La commercialisation des produits à base de cannabis divise les pharmaciens

Les réactions des autorités pharmaceutiques marocaines sont partagées concernant les informations obtenues par Hespress concernant la commercialisation légale des produits à base de cannabis dans les pharmacies du royaume à partir de la mi-juin. Certaines autorités estiment que « les préparatifs ont commencé», tandis que d’autres affirment que « la situation reste floue en raison du manque de communication« .

Dans ce contexte, Hamza Guedira, président du Conseil national de l’Ordre des Pharmaciens du Maroc, a déclaré que « les préparatifs sont en cours, d’autant plus qu’on sait que ces produits arriveront bientôt en pharmacie« . Il a précisé que « la date exacte n’est pas connue des pharmaciens, mais ce qui a été communiqué à la Fédération marocaine de l’industrie pharmaceutique et de l’innovation pharmaceutique, c’est que la commercialisation des réseaux de pharmacies aura lieu dans les semaines à venir.« .

Guedira a expliqué dans une déclaration à Hespress que les services du ministère de l’Intérieur lui avaient demandé son avis sur la distribution il y a environ deux semaines, et qu’il leur avait indiqué que, selon lui, la distribution optimale devait se faire via les pharmacies » afin que le processus soit contrôlé, pour protéger les jeunes et la société en général de l’usage négatif de ces substances, d’autant plus qu’elles seront disponibles pour la première fois sur le marché à la disposition des citoyens« .

L’acteur du secteur pharmaceutique a précisé que « ces substances ne sont généralement pas soumises aux mêmes conditions que les autres médicaments pouvant être prescrits par un médecin, car les extraits de cannabis ne sont utilisés que dans les compléments alimentaires et les produits cosmétiques« . Il a ajouté que « le caractère pratique de ces extraits les exempte des autres mesures auxquelles peuvent être soumis les médicaments de toute nature, notamment ceux relatifs à des maladies spécifiques« .

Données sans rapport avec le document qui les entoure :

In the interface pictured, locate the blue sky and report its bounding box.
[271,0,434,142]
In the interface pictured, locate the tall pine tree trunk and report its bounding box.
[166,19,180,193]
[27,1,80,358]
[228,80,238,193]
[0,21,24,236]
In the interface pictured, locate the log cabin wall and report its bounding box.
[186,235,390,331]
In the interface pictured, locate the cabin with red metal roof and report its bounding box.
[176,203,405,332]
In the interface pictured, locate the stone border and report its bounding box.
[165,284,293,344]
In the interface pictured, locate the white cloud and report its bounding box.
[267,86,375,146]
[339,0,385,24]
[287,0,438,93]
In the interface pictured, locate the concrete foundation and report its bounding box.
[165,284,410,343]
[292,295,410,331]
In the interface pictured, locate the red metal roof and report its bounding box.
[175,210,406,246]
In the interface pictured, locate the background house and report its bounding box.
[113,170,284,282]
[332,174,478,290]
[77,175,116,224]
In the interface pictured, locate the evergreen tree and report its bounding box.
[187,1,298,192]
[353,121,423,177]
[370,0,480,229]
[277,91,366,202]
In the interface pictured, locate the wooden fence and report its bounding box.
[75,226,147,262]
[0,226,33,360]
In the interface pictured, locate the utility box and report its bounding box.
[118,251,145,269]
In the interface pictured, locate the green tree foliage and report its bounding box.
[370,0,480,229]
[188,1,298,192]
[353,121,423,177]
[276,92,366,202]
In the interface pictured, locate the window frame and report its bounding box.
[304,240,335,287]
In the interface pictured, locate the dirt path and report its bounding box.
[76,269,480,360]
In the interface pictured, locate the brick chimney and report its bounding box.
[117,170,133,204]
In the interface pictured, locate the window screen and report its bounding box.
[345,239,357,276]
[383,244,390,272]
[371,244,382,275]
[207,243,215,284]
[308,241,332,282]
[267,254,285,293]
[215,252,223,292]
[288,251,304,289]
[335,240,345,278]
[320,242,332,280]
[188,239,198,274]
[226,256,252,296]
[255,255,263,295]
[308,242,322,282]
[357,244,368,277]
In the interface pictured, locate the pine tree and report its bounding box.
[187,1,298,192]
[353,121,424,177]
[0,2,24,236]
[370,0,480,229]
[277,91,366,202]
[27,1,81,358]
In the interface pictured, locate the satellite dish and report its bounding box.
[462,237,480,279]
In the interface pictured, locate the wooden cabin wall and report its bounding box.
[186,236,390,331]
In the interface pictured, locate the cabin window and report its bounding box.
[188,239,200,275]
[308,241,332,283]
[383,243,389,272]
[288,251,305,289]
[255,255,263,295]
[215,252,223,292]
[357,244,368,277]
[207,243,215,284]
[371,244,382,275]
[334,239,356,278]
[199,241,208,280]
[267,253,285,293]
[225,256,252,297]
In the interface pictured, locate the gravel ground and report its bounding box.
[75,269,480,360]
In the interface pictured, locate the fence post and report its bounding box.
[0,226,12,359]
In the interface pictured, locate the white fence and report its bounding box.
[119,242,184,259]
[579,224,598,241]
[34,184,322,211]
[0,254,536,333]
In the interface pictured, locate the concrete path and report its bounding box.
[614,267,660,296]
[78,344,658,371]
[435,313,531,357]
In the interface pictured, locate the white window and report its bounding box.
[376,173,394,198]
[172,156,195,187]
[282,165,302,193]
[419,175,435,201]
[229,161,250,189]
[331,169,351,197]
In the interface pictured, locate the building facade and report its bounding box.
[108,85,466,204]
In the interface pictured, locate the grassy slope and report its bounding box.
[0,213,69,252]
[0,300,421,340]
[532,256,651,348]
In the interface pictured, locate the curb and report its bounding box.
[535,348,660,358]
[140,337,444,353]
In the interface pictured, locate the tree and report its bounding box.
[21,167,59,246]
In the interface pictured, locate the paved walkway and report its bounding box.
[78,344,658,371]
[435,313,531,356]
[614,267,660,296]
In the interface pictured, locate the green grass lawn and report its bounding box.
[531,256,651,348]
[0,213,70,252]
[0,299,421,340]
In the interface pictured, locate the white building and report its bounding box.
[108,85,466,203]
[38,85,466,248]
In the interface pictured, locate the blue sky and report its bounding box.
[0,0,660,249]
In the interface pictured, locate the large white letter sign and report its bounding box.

De son côté, Mohamed Hbabi, président de la Confédération des syndicats marocains des pharmaciens (CSPM), a démenti avoir reçu des informations faisant état de l’arrivée d’extraits de cannabis sur le marché pharmaceutique, soulignant que «avant de franchir cette étape, il est censé consulter la confédération et les autres organismes professionnels du secteur pharmaceutique afin d’assurer une gestion participative efficace et une distribution sécurisée de ces extraits.

Si le sujet est clair pour Guedira, qui a indiqué que les substances concernées sont destinées aux cosmétiques et aux compléments alimentaires, Hbabi a déclaré Hespress que “il n’y a aucune information disponible sur l’existence de substances médicales parmi les extraits de kif‘». Il a ajouté que «on ne sait pas non plus dans quelle catégorie et quel tableau de médicaments on va les classer“, et a précisé que”il n’y a toujours pas de date précise, et il est difficile de les lancer en juin. »

Par ailleurs, Hbabi a salué l’orientation prise par le Maroc dans ce dossier, car il s’agit d’un projet majeur, mais a précisé que « la distribution nécessite une clarification soutenue par un cadre juridique« . Il a conclu » qu’il n’y a pas de préparatifs puisque les informations ne sont pas suffisantes ; Cependant, ces produits seront disponibles en pharmacie comme les autres médicaments, et il est bon qu’ils soient soumis à une circulation légale, saine et sûre.« .

Une Source responsable a révélé à Hespress que la première distribution débutera à partir de la mi-juin et sera exclusive aux pharmacies » afin de maintenir la surveillance et le contrôle. Parallèlement, l’Agence nationale de régulation des activités cannabiques (ANRAC) organise des réunions et effectue des visites de terrain dans les usines pour planifier la transformation envisagée.